Since 2012, Naif Al Rajhi Investment has established partnerships with many renowned companies, including Awfa Investment, Ramla Real Estate Development, Memar Development & Investment, United Technology Construction (UTC), Golden Compass, Bohour International Investment, and Phi Advertising.

== Awards and achievements ==
In 2019, He was awarded the "Most Innovative Diversified Investment Portfolio" at the International Finance Awards 2019 and was listed in the Top 50 Most Influential in Saudi Arabia 2021 by Arabian Business, and he was featured in Forbes's list "Top 100 Arab Family Businesses in the Middle East". Naif AlRajhi was selected among the "Top 150 Most Influential Arabs for 2025" by Arabian Business.

== Philanthropy ==
In 2014, Alraji made a sponsorship agreement with "Tasamy for Impact", an initiative that was established by Princess Ameera al-Taweel for enabling sustainable and innovative solutions to societal problems.
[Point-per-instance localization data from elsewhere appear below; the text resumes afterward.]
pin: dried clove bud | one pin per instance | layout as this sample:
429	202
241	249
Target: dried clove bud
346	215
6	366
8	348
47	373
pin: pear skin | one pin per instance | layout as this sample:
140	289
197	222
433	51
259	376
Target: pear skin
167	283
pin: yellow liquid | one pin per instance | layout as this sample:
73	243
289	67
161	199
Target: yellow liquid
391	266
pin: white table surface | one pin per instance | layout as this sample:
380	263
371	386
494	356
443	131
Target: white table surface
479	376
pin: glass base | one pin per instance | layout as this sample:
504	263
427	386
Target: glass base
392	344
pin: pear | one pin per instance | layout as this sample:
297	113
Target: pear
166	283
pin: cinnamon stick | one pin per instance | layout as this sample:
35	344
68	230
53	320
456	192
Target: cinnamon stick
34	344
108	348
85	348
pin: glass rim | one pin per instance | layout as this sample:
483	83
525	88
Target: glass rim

Since 2018, he has launched an annual blood donation campaign in collaboration with the Central Blood Bank and King Faisal Specialist Hospital. In 2019, his company launched an initiative to provide necessary equipment for the visually impaired and offer assistance to those in need. Additionally, Feyan, the community service arm of Naif Alrajhi Investment, launched the "Nora Tree Planting" initiative to support the Saudi Green Cause, in collaboration with the Green Horizons Environmental Association.

==Personal life==
He belongs to the Al Rajhi family, who are considered one of the wealthiest non-royal families in Saudi Arabia. His father was Saleh Abdulaziz Alrajhi, co-founder of Al-Rajhi Bank and many prominent industrial companies in Saudi Arabia.